Example: Machine Learning with K-means

KMeans is an unsupervised machine learning algorithm for clustering, which works by iteratively refining cluster centers. Each iteration of k-means calculates an update by reading back the full data set and there is a parallelized version available in Spark MLLib.

We use this workload as a simple way to demonstrate the ease of use and performance of Spark with FlashBlade.

Test data for this example is generated using scikit-learn’s make_blobs() function. The input data is created with 200 columns and then saved as a text file, as demonstrated in this Jupyter notebook.

The following Python notebook runs the KMeans clustering:

from numpy import array

from pyspark.mllib.clustering import KMeans, KMeansModel

# Load and parse the data

data = sc.textFile(“/datahub/kmeans_mllib/testdata”)

parsedData = data.map(lambda line: array([float(x) for x in line.split(‘ ‘)])).map(lambda r: r[:-1])
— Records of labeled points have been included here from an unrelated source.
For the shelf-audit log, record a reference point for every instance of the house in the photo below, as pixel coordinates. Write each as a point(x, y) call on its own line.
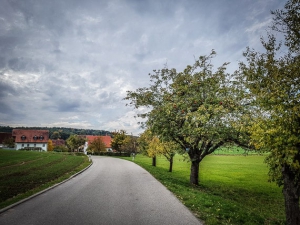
point(58, 142)
point(106, 140)
point(3, 137)
point(31, 139)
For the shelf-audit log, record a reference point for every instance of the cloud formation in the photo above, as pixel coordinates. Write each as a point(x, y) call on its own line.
point(69, 63)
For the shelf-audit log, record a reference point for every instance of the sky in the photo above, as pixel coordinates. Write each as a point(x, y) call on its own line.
point(69, 63)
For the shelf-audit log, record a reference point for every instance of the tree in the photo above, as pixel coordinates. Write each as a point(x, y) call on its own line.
point(120, 140)
point(50, 146)
point(199, 109)
point(97, 145)
point(168, 150)
point(154, 149)
point(74, 142)
point(273, 81)
point(143, 141)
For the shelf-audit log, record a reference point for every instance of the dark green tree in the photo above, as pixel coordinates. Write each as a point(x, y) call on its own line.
point(273, 81)
point(199, 109)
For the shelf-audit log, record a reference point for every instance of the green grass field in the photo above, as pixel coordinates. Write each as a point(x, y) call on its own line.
point(23, 173)
point(233, 188)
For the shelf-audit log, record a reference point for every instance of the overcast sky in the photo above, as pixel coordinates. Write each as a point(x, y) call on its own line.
point(69, 63)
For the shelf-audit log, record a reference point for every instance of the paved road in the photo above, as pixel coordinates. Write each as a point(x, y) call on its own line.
point(111, 191)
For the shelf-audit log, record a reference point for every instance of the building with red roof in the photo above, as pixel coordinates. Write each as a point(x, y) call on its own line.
point(106, 140)
point(31, 139)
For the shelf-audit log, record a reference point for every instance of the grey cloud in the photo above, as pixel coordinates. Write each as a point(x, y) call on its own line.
point(78, 58)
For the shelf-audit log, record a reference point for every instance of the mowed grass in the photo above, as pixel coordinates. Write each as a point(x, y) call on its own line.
point(23, 173)
point(233, 189)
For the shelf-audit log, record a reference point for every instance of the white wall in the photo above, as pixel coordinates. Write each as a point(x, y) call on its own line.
point(37, 145)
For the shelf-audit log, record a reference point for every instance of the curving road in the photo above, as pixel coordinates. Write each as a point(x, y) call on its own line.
point(111, 191)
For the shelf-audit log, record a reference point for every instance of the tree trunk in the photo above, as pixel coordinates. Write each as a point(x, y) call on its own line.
point(194, 176)
point(291, 193)
point(154, 161)
point(171, 164)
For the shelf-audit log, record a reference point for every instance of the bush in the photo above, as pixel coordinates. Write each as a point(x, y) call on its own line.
point(123, 154)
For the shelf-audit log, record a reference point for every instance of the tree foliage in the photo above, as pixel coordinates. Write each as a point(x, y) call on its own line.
point(273, 81)
point(50, 146)
point(97, 145)
point(75, 141)
point(199, 108)
point(120, 140)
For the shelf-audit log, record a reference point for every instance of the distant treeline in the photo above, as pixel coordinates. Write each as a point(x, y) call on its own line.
point(64, 132)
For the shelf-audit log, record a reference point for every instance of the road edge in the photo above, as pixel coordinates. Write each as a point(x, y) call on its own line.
point(45, 190)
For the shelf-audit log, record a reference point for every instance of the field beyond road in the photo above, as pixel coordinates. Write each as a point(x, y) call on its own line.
point(24, 173)
point(234, 189)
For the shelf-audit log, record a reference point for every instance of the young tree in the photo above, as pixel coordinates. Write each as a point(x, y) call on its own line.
point(169, 149)
point(143, 141)
point(75, 141)
point(50, 146)
point(154, 149)
point(97, 145)
point(120, 140)
point(273, 81)
point(199, 109)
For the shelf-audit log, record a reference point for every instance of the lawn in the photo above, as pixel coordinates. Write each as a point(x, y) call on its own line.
point(234, 189)
point(23, 173)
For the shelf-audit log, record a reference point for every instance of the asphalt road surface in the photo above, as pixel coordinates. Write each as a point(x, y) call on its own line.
point(111, 191)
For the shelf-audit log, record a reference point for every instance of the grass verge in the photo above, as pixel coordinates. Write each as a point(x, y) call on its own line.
point(232, 190)
point(24, 173)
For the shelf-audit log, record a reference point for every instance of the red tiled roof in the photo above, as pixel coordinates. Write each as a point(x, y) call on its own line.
point(4, 135)
point(30, 136)
point(58, 142)
point(105, 139)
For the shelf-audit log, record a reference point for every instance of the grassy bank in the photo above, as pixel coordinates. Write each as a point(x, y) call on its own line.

# Build the model (cluster the data)

clusters = KMeans.train(parsedData, 25, maxIterations=5, initializationMode=”random”)
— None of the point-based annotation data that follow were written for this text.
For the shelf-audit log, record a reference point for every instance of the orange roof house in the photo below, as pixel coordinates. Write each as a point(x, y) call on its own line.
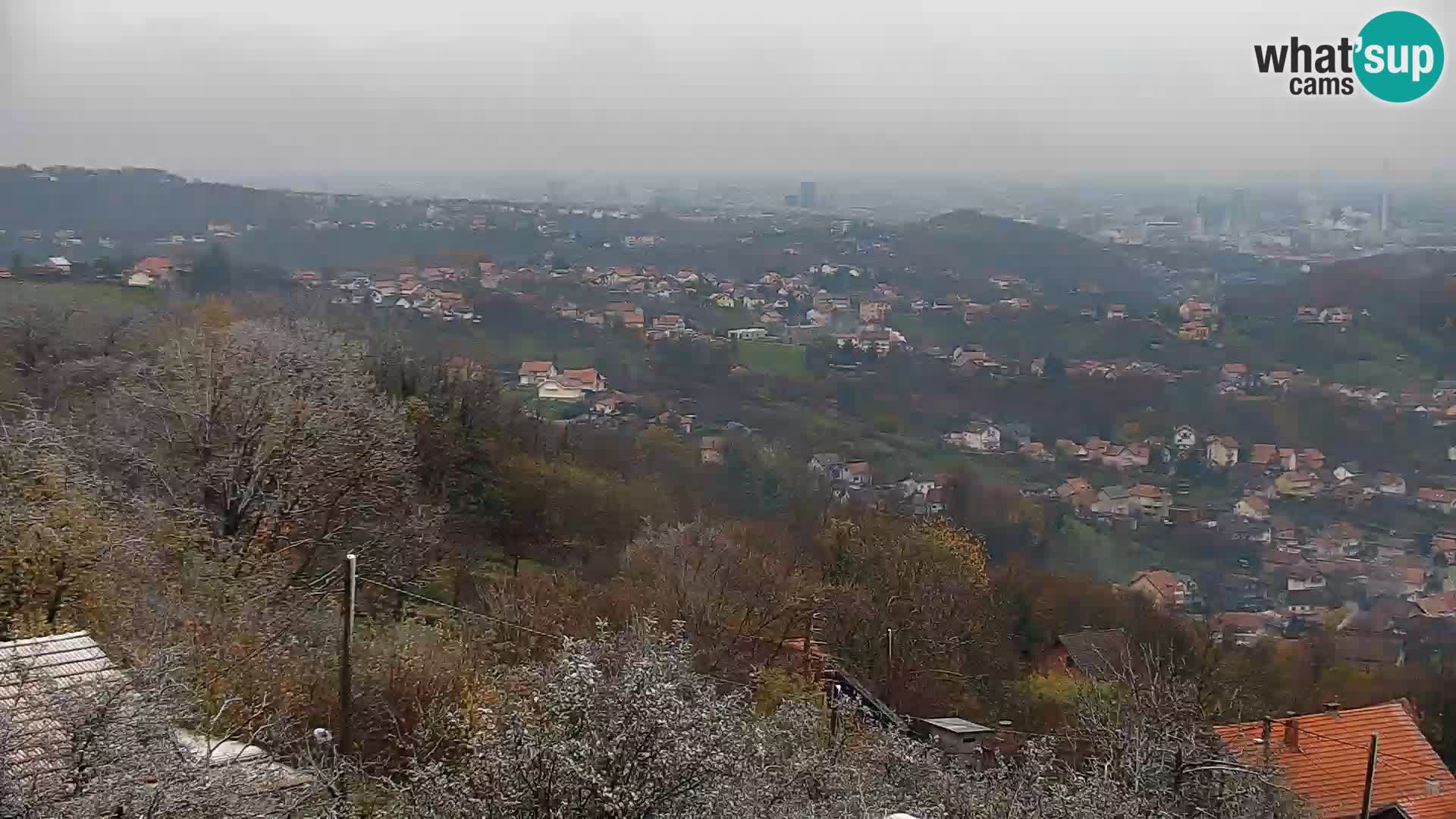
point(1324, 761)
point(1263, 453)
point(1163, 588)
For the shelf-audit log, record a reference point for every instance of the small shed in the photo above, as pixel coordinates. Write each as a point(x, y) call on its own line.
point(952, 735)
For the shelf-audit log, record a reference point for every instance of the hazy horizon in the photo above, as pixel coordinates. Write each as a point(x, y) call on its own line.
point(329, 89)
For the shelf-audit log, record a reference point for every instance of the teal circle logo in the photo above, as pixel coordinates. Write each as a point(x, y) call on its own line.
point(1400, 57)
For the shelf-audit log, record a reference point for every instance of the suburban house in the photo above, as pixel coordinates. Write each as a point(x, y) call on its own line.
point(1389, 484)
point(1253, 507)
point(460, 369)
point(1298, 484)
point(535, 373)
point(1072, 487)
point(1112, 500)
point(158, 270)
point(1036, 450)
point(858, 474)
point(571, 385)
point(1147, 497)
point(1234, 372)
point(1301, 577)
point(711, 449)
point(748, 334)
point(827, 464)
point(1126, 457)
point(1222, 450)
point(669, 322)
point(979, 436)
point(1439, 500)
point(1324, 758)
point(1097, 654)
point(1165, 589)
point(1264, 455)
point(874, 312)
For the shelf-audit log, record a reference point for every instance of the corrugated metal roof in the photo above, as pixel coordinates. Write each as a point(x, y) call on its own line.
point(36, 678)
point(957, 725)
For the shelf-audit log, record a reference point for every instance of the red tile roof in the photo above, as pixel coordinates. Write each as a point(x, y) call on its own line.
point(1329, 767)
point(1439, 496)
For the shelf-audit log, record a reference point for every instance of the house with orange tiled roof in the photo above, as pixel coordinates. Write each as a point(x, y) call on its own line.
point(1264, 453)
point(1164, 589)
point(1147, 497)
point(1440, 500)
point(1323, 758)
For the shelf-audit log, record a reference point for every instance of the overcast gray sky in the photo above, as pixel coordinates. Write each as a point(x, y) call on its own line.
point(322, 86)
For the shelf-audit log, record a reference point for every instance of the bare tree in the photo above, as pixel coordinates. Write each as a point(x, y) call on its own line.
point(280, 436)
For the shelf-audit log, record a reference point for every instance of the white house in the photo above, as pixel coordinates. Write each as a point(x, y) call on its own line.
point(1302, 577)
point(1222, 452)
point(1185, 438)
point(571, 385)
point(535, 373)
point(981, 436)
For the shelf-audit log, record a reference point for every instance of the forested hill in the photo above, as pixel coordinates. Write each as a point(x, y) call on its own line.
point(136, 202)
point(1059, 260)
point(134, 209)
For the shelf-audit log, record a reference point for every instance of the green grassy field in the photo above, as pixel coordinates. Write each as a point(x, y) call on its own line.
point(774, 359)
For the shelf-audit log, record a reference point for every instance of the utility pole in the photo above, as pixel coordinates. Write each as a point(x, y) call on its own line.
point(346, 657)
point(1266, 736)
point(1365, 800)
point(890, 664)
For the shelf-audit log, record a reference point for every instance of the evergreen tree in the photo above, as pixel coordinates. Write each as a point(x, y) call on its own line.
point(213, 273)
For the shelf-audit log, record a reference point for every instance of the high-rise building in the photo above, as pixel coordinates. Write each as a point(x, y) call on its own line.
point(1239, 212)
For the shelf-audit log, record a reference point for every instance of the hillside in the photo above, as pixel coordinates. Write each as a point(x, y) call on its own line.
point(973, 242)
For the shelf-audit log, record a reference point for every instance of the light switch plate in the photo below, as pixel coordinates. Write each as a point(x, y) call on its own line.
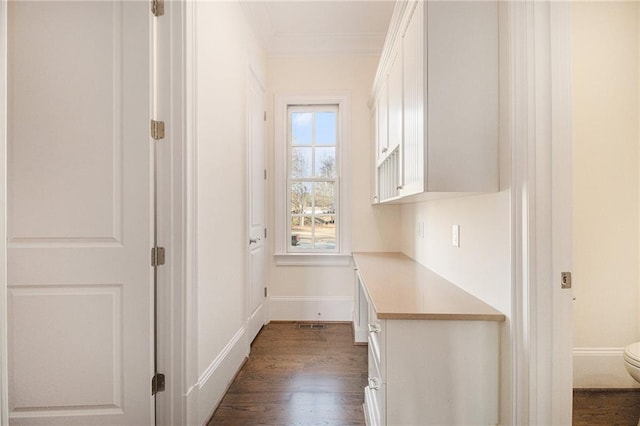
point(455, 235)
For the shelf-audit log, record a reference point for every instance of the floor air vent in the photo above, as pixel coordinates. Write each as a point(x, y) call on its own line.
point(312, 326)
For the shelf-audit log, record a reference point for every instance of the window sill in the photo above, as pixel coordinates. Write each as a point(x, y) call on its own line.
point(312, 259)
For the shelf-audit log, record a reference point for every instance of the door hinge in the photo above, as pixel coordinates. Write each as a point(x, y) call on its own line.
point(157, 129)
point(565, 280)
point(157, 7)
point(157, 256)
point(157, 383)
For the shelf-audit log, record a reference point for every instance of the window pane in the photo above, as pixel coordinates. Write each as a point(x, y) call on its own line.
point(325, 198)
point(301, 201)
point(301, 125)
point(301, 229)
point(301, 162)
point(325, 162)
point(325, 128)
point(325, 233)
point(325, 217)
KMeans operates by repeatedly calculating cluster centers and adjusting cluster assignments, with each iteration processing through the entire data set. The key to high-performance KMeans training is iterating quickly through the data set multiple times; this requires both fast storage and effective use of memory.
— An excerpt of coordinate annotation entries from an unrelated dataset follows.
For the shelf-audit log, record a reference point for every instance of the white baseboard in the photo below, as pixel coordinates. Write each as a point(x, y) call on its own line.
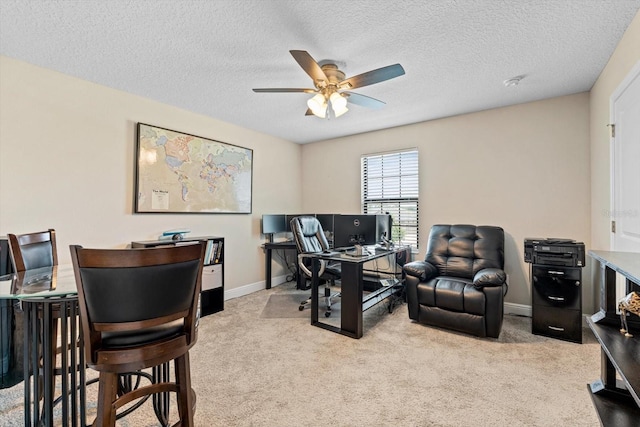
point(517, 309)
point(252, 287)
point(509, 307)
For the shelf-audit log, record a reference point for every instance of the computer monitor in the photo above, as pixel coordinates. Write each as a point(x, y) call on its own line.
point(350, 230)
point(383, 226)
point(326, 221)
point(272, 224)
point(289, 217)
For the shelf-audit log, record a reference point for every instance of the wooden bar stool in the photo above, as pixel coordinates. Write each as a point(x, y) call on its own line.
point(138, 310)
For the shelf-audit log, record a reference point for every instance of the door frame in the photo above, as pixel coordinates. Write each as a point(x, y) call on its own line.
point(626, 82)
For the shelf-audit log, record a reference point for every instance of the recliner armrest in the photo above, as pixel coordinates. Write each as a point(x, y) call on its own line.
point(489, 277)
point(421, 269)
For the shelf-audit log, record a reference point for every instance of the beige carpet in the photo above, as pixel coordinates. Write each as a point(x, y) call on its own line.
point(248, 370)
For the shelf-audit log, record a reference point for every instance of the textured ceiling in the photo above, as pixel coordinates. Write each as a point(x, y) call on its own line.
point(206, 56)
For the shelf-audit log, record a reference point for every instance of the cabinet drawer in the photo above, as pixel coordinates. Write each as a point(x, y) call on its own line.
point(557, 322)
point(211, 277)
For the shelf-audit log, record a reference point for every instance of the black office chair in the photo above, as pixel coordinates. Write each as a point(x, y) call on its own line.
point(310, 238)
point(138, 309)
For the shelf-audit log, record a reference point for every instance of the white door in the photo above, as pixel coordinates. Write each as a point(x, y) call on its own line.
point(625, 165)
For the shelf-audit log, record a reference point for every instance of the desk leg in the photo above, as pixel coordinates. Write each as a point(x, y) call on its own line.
point(267, 267)
point(314, 290)
point(351, 299)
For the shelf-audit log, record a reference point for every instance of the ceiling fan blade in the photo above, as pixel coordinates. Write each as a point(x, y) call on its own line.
point(372, 77)
point(279, 90)
point(309, 65)
point(364, 101)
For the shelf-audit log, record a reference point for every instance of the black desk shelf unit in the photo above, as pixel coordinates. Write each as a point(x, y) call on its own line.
point(212, 294)
point(616, 395)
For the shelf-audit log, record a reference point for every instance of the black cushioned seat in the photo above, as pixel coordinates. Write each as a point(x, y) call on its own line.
point(461, 283)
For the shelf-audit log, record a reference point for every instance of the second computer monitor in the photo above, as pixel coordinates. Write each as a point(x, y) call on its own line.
point(350, 230)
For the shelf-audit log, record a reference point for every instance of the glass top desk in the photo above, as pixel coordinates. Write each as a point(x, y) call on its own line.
point(48, 295)
point(353, 301)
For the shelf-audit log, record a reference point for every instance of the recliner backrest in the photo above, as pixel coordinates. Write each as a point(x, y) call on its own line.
point(308, 234)
point(462, 250)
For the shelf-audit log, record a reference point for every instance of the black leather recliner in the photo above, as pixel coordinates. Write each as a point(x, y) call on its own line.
point(461, 284)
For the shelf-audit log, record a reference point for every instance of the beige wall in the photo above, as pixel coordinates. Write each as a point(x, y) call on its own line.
point(67, 162)
point(538, 169)
point(524, 168)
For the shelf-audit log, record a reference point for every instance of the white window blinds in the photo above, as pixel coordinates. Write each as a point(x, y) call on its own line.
point(390, 185)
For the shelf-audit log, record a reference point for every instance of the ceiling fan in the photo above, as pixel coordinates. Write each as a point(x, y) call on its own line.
point(331, 87)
The screenshot below shows the FlashBlade UI after testing two different KMeans trainings in Scala code: uncached and cached data sets. The first test run shows the storage throughput without caching; each iteration re-reads the entire data set. The second run uses “inputs.persist()” so that only the first iteration reads in the data set and then subsequent iterations utilize the cached version of the data set if it fits within the distributed cluster RAM.

apache spark

Fast storage is essential in the second test because half of the overall training time is spent in the first iteration, which must read the data into memory. The subsequent iterations are much faster because the data is read from memory, shifting the bottleneck from storage to the compute layer. Thus, Spark’s advantage of efficient memory caching does not reduce the importance of fast, persistent storage.

Example: Structured Data Analysis

This example demonstrates dataframe manipulation and analytics for the exploration of a data set. Specifically, this uses a Reddit data set containing 600M comments and determines the most frequent posters using PySpark dataframe manipulations.

The raw data is stored as 330GB of json, broken into 16 different S3 objects. The Spark notebook creates a dataframe from this data and then performs a series of basic structured analytics to calculate the top posters.

reddit_comments = spark.read.json(“s3a://spark-working/reddit”)

# Find the top authors by post count, excluding deleted authors.

reddit_comments.filter(“author != ‘[deleted]’”)

.groupBy(‘author’).count().orderBy(‘count’, ascending=False)

.take(20)

The screenshot shows the storage traffic the above query translates to: peak read throughput of 10GB/s and then sustained throughput of 6GB/s-7GB/s as the query is processed.

spark query

The query above completed in about one minute with 960 cores and a 15-blade FlashBlade system. One of the main advantages of Spark’s scale-out architecture is predictable scalability: If the query needs to complete in half the time, then, theoretically, the user can simply use twice as many nodes. FlashBlade supports highly concurrent workloads like Spark so that all compute and storage resources can scale out linearly.